Robust Deep Convolutional Solutions for Identifying Biotic Crop Stress in Wild Environments

Abstract

In the realm of agricultural automation, the precise identification of crop stress holds immense significance for enhancing crop productivity. Existing methods primarily focus on controlled environments, which may not accurately reflect field conditions. Field-based leaf image analysis poses challenges due to varying image quality and sunlight intensity. Moreover, the complexity of crop stress images, with their random lesion distribution, diverse symptoms, and complex backgrounds, further complicates the analysis. To overcome these limitations, a lightweight hybrid convolutional neural network has been developed.

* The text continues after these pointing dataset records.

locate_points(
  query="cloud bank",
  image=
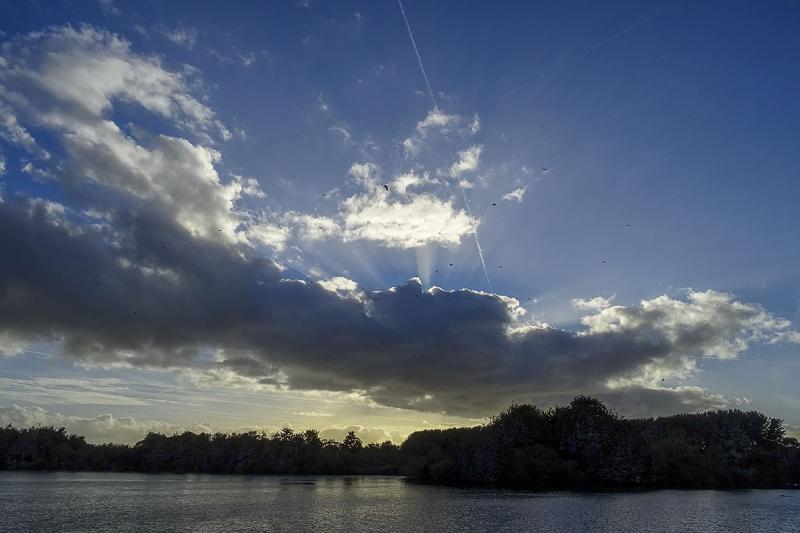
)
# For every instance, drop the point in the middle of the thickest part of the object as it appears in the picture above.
(151, 261)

This system integrates the powerful three-deep blocks model with an autoencoder running in parallel to highlight regions of crop stress effectively. To support this approach, we have introduced the Indian Rice Disease Dataset (IRDD) with labeled images. The proposed system reports an average true positive rate (TPR) of 0.8766 and an average positive predicted value of 0.8720 on IRDD, which are higher than other state-of-the-art crop disease detection models. The system is validated on benchmark datasets, yielding significant results: TPR of 0.9870 (rice), 0.9985 (tomato), and 0.8559 (corn). Furthermore, the proposed model outperforms recent state-of-the-art works on the benchmark PlantDoc dataset, showing its effectiveness in generalizing plant disease identification tasks. Finally, an ablation study has been carried out to explore the importance of the two parallel branches. Overall, this study acts as a bridge between advanced science and practical application, showcasing how interdisciplinary automation could revolutionize crop disease identification, improve agricultural efficiency, and reshape broader industrial practices.